Faria Paula A, Chakraborty Papia, Levay Agata, Barber Glen N, Ezelle Heather J, Enninga Jost, Arana Carlos, van Deursen Jan, Fontoura Beatriz M A
Department of Molecular and Cellular Pharmacology, University of Miami School of Medicine, Miami, FL 33136, USA.
Mol Cell. 2005 Jan 7;17(1):93-102. doi: 10.1016/j.molcel.2004.11.023.
Interference with nucleocytoplasmic transport is a strategy employed by certain viruses to compromise host cellular function. While it has been shown that the matrix (M) protein of the vesicular stomatitis virus (VSV) inhibits nuclear export of host cell mRNAs, the underlying mechanism has not been fully established. Here we show that VSV M protein binds the mRNA export factor Rae1/mrnp41. A mutant of M protein defective in Rae1 binding is unable to inhibit mRNA nuclear export. We further show that increased expression of Rae1 fully reverts the inhibition of mRNA export induced by M protein or following virus infection.
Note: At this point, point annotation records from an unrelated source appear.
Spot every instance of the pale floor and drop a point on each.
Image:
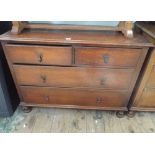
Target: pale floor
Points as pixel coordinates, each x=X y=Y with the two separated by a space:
x=69 y=120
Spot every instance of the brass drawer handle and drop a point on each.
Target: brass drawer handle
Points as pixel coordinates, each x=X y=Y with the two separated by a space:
x=106 y=58
x=47 y=98
x=40 y=58
x=102 y=81
x=99 y=100
x=44 y=79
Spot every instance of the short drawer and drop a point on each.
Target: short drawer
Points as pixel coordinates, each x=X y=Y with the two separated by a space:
x=151 y=79
x=79 y=97
x=52 y=55
x=73 y=76
x=120 y=57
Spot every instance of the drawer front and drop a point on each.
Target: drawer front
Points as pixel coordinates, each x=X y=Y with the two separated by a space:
x=51 y=55
x=83 y=97
x=151 y=80
x=73 y=76
x=147 y=98
x=107 y=57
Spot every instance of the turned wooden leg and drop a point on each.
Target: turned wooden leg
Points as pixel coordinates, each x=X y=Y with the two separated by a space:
x=120 y=114
x=26 y=109
x=131 y=114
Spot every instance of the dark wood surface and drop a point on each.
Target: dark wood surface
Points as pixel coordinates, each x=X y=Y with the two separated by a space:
x=40 y=54
x=107 y=57
x=91 y=38
x=74 y=97
x=143 y=98
x=73 y=76
x=77 y=76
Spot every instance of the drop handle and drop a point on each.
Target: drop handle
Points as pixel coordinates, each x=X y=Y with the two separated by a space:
x=43 y=78
x=40 y=58
x=106 y=58
x=46 y=98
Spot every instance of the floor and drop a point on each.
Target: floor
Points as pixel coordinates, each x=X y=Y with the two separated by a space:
x=68 y=120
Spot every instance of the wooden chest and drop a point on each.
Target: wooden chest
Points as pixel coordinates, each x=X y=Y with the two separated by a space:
x=144 y=97
x=75 y=69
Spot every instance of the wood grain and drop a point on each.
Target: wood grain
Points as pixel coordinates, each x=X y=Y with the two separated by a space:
x=47 y=55
x=74 y=97
x=107 y=57
x=73 y=77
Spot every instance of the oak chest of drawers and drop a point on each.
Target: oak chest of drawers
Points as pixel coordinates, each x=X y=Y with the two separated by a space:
x=75 y=69
x=144 y=96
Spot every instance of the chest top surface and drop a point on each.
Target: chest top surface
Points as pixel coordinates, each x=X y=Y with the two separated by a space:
x=92 y=38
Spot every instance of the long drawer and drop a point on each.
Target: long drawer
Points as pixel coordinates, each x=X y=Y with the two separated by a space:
x=49 y=55
x=73 y=76
x=81 y=97
x=116 y=57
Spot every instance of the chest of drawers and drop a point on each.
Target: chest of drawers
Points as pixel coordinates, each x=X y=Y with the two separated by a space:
x=144 y=96
x=75 y=69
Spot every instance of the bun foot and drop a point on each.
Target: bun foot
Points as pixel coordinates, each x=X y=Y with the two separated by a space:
x=120 y=114
x=26 y=109
x=131 y=114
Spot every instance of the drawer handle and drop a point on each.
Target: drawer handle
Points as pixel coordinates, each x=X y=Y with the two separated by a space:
x=47 y=98
x=106 y=58
x=99 y=100
x=43 y=77
x=40 y=58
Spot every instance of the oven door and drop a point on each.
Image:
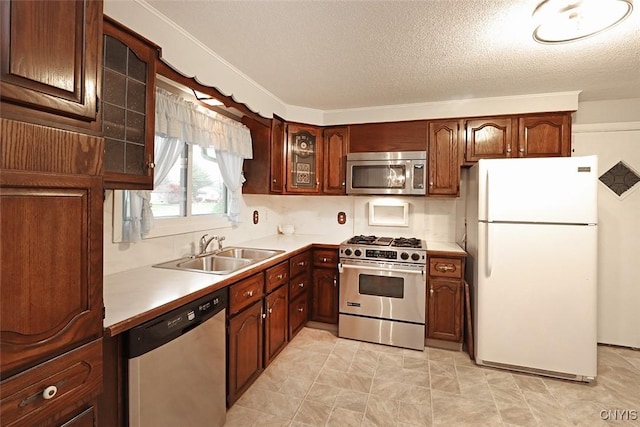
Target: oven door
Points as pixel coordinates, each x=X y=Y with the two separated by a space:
x=383 y=290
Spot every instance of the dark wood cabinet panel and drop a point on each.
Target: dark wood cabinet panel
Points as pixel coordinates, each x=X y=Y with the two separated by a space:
x=304 y=159
x=544 y=136
x=388 y=136
x=445 y=310
x=445 y=284
x=51 y=244
x=298 y=314
x=277 y=155
x=444 y=161
x=336 y=147
x=300 y=263
x=246 y=292
x=325 y=296
x=277 y=275
x=50 y=60
x=245 y=351
x=128 y=107
x=67 y=381
x=489 y=138
x=276 y=323
x=256 y=170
We found that Rae1 is induced by interferon-gamma, a cytokine that plays a critical role in the immune response to viruses, such as VSV. Thus, these results demonstrate that VSV M protein blocks mRNA export by disrupting Rae1 function, which can be reverted by induction of Rae1 expression.
干扰核质运输是某些病毒用来损害宿主细胞功能的一种策略。虽然已经表明水疱性口炎病毒(VSV)的基质(M)蛋白会抑制宿主细胞mRNA的核输出,但其潜在机制尚未完全明确。在此我们表明,VSV M蛋白与mRNA输出因子Rae1/mrnp41结合。在与Rae1结合方面存在缺陷的M蛋白突变体无法抑制mRNA的核输出。我们进一步表明,Rae1表达的增加可完全逆转由M蛋白或病毒感染后所诱导的mRNA输出抑制。我们发现Rae1是由γ干扰素诱导产生的,γ干扰素是一种在针对病毒(如水疱性口炎病毒)的免疫反应中起关键作用的细胞因子。因此,这些结果表明,VSV M蛋白通过破坏Rae1的功能来阻断mRNA输出,而Rae1表达的诱导可使其恢复。